If you live in a high fire area this is a good time to make sure your landscape provides as much protection against fire as possible. Look for a list of fire resistant plantings on the University of California Garden Web Page to add to your yard in the fall planting season, as well as watching for diseased and dying vegetation that needs to be removed.
Keep an eye on your sprinkler system to make sure all of the heads are working properly and fix or replace any that may not be functioning. Check to see if any plants have grown and block the sprinkler water from reaching other areas and either cut back the plants or replace the sprinkler with one that goes under or over the obstructing plants.

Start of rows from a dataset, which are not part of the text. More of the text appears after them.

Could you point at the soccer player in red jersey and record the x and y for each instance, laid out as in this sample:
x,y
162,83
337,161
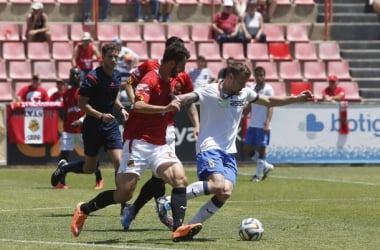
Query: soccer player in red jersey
x,y
145,147
155,187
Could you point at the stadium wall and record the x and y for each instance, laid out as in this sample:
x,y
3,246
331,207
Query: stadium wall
x,y
301,134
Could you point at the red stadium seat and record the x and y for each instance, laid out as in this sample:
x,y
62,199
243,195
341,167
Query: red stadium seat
x,y
62,50
234,50
279,88
38,51
215,67
130,32
77,30
329,51
6,92
3,71
271,73
297,33
339,68
297,87
279,51
154,32
274,32
59,31
45,69
314,70
157,50
290,71
20,70
141,49
318,88
257,52
14,51
201,33
63,69
305,51
9,32
179,30
210,51
107,32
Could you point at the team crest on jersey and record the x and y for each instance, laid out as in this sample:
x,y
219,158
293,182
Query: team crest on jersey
x,y
131,163
211,163
33,125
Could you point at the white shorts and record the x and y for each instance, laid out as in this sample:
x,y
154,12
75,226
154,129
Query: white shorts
x,y
139,155
170,137
69,140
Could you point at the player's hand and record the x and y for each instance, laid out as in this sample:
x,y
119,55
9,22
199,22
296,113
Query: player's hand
x,y
306,96
174,105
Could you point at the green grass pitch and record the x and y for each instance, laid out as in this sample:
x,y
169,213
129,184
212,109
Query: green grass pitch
x,y
309,207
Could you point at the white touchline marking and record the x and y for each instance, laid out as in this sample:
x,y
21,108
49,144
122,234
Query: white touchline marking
x,y
103,246
318,179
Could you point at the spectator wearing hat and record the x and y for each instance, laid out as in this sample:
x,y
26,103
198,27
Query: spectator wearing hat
x,y
225,25
33,92
201,76
252,23
125,51
61,87
83,54
103,10
333,92
37,29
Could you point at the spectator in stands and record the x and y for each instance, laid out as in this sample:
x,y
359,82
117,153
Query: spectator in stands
x,y
267,8
83,54
33,92
225,25
37,28
127,59
201,75
333,92
240,8
252,23
138,9
223,72
57,96
166,7
104,6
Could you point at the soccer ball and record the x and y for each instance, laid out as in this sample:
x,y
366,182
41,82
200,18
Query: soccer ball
x,y
251,229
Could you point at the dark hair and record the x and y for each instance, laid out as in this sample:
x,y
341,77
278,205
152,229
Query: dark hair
x,y
259,69
173,39
175,52
237,68
110,47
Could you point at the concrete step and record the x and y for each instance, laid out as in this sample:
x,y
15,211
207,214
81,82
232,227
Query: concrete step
x,y
368,44
355,31
370,93
350,17
341,1
365,72
360,54
364,63
345,8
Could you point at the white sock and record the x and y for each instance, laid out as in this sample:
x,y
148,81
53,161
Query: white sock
x,y
205,212
259,167
196,189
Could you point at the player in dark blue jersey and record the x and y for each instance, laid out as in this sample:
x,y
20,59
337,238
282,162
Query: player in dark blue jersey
x,y
98,96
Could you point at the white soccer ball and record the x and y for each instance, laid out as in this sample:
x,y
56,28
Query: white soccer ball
x,y
251,229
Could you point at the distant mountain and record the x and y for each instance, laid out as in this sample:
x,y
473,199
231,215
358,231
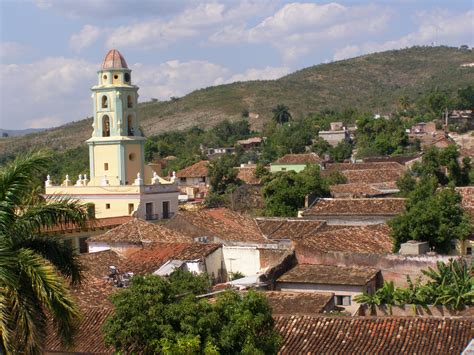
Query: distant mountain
x,y
18,132
371,82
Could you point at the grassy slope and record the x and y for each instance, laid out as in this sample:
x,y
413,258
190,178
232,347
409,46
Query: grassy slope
x,y
371,82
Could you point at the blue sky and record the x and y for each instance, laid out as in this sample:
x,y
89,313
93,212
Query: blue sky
x,y
50,50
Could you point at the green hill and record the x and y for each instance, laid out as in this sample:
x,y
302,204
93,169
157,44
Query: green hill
x,y
372,82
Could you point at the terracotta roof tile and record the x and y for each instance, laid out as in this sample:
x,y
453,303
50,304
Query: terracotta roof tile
x,y
356,207
294,303
221,223
150,259
360,335
287,228
370,239
328,274
198,169
138,231
309,158
247,175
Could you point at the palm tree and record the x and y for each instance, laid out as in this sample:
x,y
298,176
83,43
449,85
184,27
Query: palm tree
x,y
281,114
34,267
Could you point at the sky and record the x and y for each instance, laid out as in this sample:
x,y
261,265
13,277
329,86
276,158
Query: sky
x,y
50,50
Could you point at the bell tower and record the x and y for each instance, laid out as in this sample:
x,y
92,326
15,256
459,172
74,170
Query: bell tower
x,y
116,148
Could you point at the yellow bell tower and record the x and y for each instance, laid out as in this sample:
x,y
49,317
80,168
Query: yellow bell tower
x,y
116,148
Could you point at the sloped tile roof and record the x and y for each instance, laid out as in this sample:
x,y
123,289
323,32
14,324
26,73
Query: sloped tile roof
x,y
370,239
355,189
364,166
138,231
309,158
361,335
294,303
150,259
287,228
221,223
356,207
88,338
247,175
198,169
328,274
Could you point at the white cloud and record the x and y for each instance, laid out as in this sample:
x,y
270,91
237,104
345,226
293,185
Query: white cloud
x,y
434,27
87,36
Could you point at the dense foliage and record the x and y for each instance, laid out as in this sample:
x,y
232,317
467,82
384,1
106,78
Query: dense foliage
x,y
433,215
33,266
450,284
155,315
285,192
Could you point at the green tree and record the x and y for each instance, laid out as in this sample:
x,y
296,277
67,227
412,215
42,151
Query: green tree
x,y
431,215
155,315
281,114
34,267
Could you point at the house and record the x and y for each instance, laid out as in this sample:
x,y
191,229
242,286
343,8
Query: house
x,y
251,143
370,335
343,282
119,183
357,211
134,235
245,248
295,162
193,181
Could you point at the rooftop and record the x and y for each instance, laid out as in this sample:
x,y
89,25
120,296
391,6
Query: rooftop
x,y
138,231
361,335
220,223
198,169
328,275
297,303
370,239
114,60
287,228
309,158
356,207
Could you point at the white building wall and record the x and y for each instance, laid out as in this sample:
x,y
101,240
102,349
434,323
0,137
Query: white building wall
x,y
243,259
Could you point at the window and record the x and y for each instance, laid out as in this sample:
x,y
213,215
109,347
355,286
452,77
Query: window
x,y
105,126
83,248
343,300
130,125
105,103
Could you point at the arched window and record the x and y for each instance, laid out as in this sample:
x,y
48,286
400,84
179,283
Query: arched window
x,y
105,126
130,126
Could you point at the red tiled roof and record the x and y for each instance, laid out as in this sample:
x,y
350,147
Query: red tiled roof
x,y
198,169
370,239
221,223
309,158
88,338
356,207
138,231
360,335
328,275
150,259
247,175
286,228
114,60
294,303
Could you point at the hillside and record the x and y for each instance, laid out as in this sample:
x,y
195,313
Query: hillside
x,y
372,82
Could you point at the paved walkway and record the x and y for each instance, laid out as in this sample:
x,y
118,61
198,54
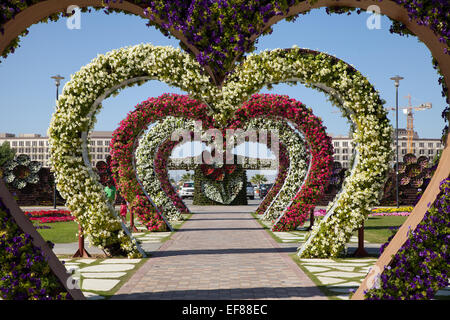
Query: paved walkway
x,y
223,254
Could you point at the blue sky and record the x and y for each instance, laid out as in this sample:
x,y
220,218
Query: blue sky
x,y
28,94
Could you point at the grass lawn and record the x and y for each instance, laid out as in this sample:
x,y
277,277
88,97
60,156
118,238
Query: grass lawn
x,y
65,232
376,229
60,232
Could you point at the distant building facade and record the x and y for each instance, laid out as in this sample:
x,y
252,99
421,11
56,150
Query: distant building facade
x,y
37,147
343,148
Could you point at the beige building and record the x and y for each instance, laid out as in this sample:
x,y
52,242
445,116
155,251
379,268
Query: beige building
x,y
36,146
343,148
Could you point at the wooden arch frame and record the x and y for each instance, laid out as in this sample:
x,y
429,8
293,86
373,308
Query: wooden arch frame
x,y
36,12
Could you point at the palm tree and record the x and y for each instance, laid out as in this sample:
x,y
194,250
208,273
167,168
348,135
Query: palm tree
x,y
258,179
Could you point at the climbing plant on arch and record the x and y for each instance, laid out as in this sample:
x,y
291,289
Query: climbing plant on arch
x,y
345,87
428,20
124,144
271,112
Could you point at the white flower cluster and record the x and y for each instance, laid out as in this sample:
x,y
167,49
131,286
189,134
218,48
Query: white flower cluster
x,y
218,193
360,103
81,98
74,117
298,164
145,162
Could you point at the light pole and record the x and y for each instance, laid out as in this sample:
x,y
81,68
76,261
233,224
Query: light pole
x,y
58,79
397,83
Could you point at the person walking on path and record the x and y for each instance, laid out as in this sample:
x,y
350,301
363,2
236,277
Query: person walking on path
x,y
111,192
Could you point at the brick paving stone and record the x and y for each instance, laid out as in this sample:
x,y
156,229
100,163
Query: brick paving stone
x,y
220,253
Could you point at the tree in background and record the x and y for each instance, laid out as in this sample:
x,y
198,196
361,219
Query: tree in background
x,y
187,177
6,153
258,179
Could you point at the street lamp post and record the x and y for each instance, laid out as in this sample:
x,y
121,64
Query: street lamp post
x,y
57,79
397,83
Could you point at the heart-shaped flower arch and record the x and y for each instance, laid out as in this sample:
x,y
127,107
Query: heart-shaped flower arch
x,y
149,159
426,21
81,98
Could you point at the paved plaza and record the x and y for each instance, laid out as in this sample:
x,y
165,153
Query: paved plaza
x,y
220,254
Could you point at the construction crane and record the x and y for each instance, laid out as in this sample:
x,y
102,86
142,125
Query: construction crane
x,y
408,111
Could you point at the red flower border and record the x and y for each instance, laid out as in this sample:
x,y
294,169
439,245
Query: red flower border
x,y
123,147
319,143
274,106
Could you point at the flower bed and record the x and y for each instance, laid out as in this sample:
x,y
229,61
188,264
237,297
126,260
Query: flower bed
x,y
24,272
422,265
50,216
402,211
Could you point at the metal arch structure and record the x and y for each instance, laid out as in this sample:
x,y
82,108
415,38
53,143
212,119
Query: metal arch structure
x,y
43,9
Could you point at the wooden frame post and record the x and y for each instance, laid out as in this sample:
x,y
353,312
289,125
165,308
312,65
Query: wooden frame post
x,y
81,252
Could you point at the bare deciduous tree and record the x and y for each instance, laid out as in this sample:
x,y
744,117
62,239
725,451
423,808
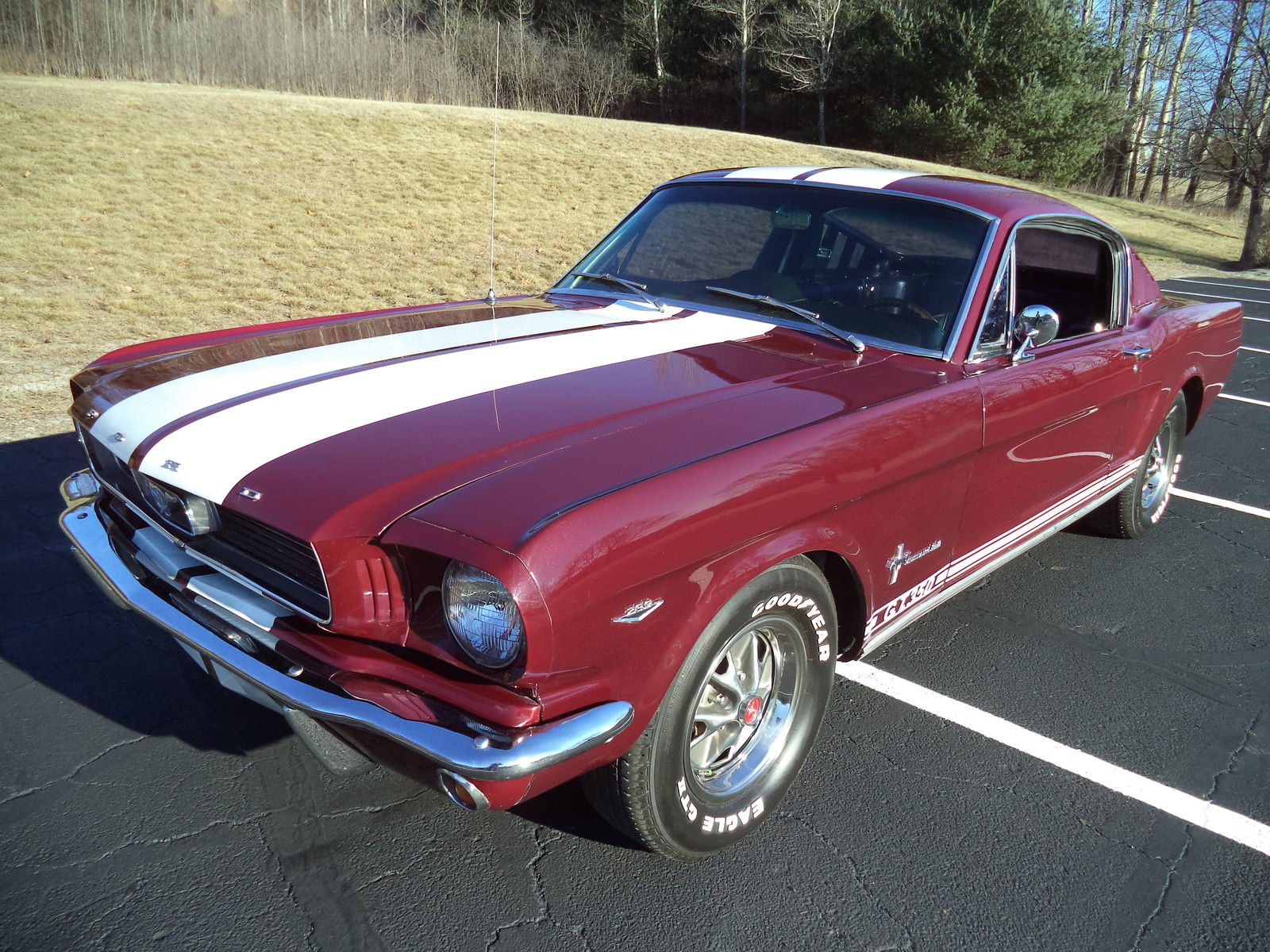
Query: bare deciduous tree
x,y
648,29
803,48
745,18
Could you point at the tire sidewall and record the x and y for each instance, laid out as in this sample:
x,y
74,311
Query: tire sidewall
x,y
1172,429
692,819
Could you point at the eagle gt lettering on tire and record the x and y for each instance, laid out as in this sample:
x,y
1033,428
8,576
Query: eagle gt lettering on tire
x,y
737,723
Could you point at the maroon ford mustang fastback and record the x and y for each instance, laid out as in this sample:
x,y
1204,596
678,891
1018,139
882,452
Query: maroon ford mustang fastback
x,y
624,530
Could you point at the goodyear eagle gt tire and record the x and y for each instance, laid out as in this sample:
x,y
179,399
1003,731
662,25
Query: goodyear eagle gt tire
x,y
736,724
1133,512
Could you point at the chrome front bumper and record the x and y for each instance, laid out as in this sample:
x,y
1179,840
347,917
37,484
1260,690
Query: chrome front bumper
x,y
474,755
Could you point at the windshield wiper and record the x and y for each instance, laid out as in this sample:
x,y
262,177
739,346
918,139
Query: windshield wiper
x,y
633,286
812,317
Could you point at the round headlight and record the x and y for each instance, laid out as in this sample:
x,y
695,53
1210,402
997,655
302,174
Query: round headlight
x,y
483,616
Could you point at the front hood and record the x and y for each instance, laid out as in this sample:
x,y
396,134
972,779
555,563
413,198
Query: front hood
x,y
338,428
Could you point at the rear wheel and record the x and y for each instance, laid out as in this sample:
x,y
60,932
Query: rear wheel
x,y
1142,503
736,725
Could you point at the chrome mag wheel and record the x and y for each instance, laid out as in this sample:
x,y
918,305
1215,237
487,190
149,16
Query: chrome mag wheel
x,y
1159,470
743,711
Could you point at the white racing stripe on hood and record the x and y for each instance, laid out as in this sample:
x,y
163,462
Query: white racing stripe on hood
x,y
216,452
146,412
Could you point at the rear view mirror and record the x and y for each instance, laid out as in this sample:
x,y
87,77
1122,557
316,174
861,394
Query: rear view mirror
x,y
1035,327
791,219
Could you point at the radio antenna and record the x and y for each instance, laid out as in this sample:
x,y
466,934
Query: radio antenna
x,y
491,298
493,164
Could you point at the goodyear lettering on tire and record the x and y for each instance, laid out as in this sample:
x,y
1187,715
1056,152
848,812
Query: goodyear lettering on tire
x,y
803,605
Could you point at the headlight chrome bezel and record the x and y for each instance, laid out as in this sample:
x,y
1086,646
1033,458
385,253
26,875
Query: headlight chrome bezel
x,y
468,590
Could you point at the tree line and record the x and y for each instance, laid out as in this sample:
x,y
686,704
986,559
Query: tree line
x,y
1141,99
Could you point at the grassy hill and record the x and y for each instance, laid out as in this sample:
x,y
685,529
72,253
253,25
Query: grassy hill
x,y
133,211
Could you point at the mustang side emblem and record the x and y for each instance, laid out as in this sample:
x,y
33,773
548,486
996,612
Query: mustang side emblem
x,y
639,611
901,559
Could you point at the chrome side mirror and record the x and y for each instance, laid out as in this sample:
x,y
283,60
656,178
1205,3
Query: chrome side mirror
x,y
1035,327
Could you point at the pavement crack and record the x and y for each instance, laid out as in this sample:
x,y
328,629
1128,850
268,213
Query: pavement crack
x,y
545,916
73,774
1249,731
856,875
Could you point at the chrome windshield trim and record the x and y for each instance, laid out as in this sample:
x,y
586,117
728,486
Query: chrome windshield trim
x,y
804,183
761,317
958,328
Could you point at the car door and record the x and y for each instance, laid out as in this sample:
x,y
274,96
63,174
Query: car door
x,y
1052,420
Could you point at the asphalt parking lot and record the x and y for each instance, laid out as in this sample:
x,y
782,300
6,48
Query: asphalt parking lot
x,y
144,808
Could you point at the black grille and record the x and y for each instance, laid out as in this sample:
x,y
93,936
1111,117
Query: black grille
x,y
275,560
283,552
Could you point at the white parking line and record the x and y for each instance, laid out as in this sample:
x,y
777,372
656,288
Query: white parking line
x,y
1223,503
1185,292
1184,806
1244,400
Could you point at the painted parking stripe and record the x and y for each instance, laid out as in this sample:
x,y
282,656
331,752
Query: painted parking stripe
x,y
1187,292
1223,503
1191,809
1222,282
1244,400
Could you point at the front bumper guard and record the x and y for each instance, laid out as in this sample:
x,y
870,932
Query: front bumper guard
x,y
476,757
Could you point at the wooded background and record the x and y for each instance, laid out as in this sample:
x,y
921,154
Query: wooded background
x,y
1153,101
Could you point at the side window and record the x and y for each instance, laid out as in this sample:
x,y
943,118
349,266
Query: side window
x,y
994,333
1071,273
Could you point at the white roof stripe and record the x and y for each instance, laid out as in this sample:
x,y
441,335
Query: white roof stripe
x,y
856,178
216,452
783,173
863,178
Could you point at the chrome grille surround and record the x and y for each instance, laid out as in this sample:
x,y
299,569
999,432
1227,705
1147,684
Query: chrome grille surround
x,y
264,559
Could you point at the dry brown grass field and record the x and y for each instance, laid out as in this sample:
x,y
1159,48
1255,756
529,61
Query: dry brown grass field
x,y
133,211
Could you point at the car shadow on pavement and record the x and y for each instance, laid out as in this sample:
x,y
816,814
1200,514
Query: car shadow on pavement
x,y
60,631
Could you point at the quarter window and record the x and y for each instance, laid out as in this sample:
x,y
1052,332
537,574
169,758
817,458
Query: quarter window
x,y
1073,273
1068,272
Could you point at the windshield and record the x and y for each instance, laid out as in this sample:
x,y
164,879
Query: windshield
x,y
880,266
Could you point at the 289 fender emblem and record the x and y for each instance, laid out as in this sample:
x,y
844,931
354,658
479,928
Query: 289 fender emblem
x,y
806,606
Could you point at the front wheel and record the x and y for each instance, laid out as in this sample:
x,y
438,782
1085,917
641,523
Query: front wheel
x,y
737,723
1142,503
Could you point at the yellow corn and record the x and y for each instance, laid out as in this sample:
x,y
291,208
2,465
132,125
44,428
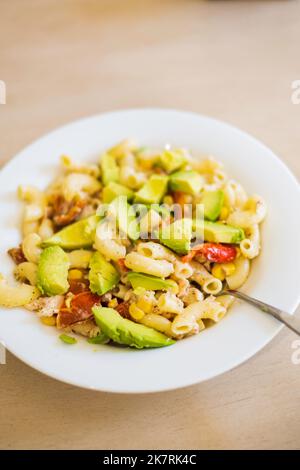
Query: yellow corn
x,y
49,321
224,213
135,312
218,272
75,274
228,268
113,303
168,200
145,304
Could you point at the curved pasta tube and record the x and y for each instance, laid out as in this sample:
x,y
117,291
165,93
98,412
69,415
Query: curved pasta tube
x,y
182,270
26,271
156,251
111,249
250,246
210,284
212,309
18,295
254,213
186,323
168,302
158,322
258,206
150,221
31,247
76,184
239,277
192,295
144,264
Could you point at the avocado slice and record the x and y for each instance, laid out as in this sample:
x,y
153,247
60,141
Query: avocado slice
x,y
213,203
124,331
52,273
125,216
177,235
153,191
109,169
81,234
102,276
150,282
217,232
189,182
172,160
113,190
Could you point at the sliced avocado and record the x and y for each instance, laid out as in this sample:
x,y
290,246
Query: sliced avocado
x,y
109,169
52,273
189,182
81,234
172,160
153,191
125,331
113,190
177,236
125,216
150,282
217,232
102,276
213,203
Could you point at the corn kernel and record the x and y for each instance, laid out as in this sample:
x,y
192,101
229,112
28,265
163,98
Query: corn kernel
x,y
168,200
145,305
136,312
228,268
218,272
75,274
113,303
224,213
49,321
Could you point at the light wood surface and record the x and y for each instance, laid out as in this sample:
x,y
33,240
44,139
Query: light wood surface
x,y
62,60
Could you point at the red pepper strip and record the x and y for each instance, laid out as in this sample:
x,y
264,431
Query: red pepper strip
x,y
214,252
121,264
80,309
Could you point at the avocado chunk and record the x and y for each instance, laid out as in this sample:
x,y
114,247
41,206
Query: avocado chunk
x,y
124,331
150,282
172,160
109,169
217,232
81,234
189,182
52,273
177,236
153,191
113,190
125,217
102,276
213,203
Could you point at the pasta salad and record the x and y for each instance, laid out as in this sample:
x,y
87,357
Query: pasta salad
x,y
135,249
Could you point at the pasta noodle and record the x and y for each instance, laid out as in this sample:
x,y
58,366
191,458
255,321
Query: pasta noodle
x,y
144,264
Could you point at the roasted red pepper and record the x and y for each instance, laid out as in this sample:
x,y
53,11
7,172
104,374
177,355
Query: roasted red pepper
x,y
214,252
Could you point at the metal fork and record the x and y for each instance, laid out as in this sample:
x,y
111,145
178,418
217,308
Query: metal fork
x,y
290,321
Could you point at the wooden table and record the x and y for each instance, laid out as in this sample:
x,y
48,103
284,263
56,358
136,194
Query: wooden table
x,y
64,59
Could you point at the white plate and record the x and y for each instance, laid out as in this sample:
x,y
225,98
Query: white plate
x,y
274,277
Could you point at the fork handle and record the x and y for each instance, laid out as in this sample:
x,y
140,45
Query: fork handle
x,y
290,321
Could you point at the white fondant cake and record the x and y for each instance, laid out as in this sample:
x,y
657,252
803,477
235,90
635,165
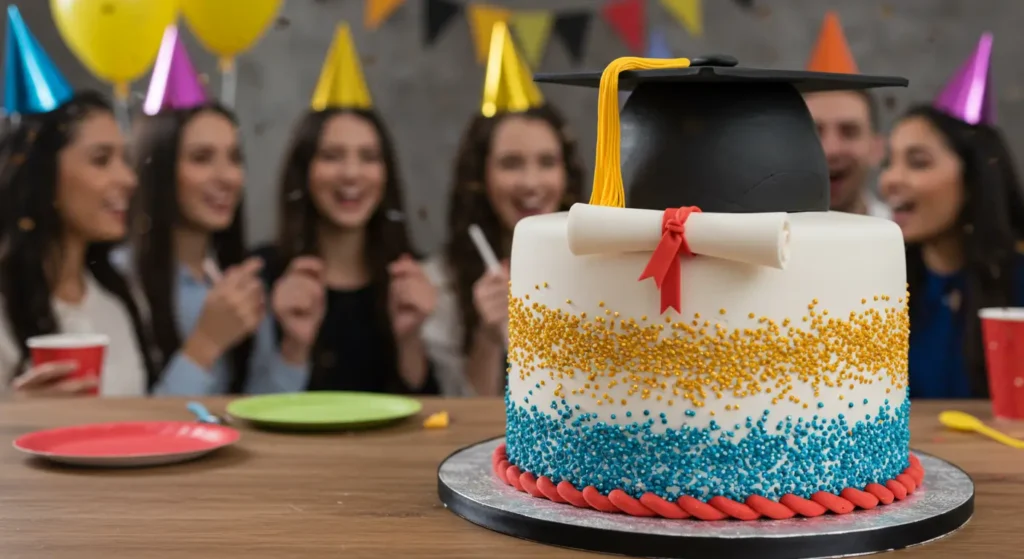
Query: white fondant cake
x,y
769,382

An additional deep soaking may be needed for large established plants to keep them healthy this month.
Now is a good time to check to see if there is still a thick layer of mulch on the ground to discourage weeds and keep the soil moist and cool. Adding an additional inch or two this time of year may be all that’s needed to keep maintenance chores down throughout the rest of the season.
If you have any plants that are showing the stress of summer, they may be subject to an insect or disease invasion. Insects can actually sense distressed plants and wisely choose them to attack first since their natural defenses are down. To help any plants that may be suffering as a result of lack of water or even lack of good air circulation, cut the sick parts off and give them a thorough drink of water.
Keeping most perennials deadheaded will encourage them to bloom throughout the summer. Once they do stop blooming cutting them back by about a third may result in a late summer bloom cycle.
Since it is better to wait until the weather cools down to do any planting, now is a good time to take note of how the garden looks this time of year and make plans to add more summer interest in the fall.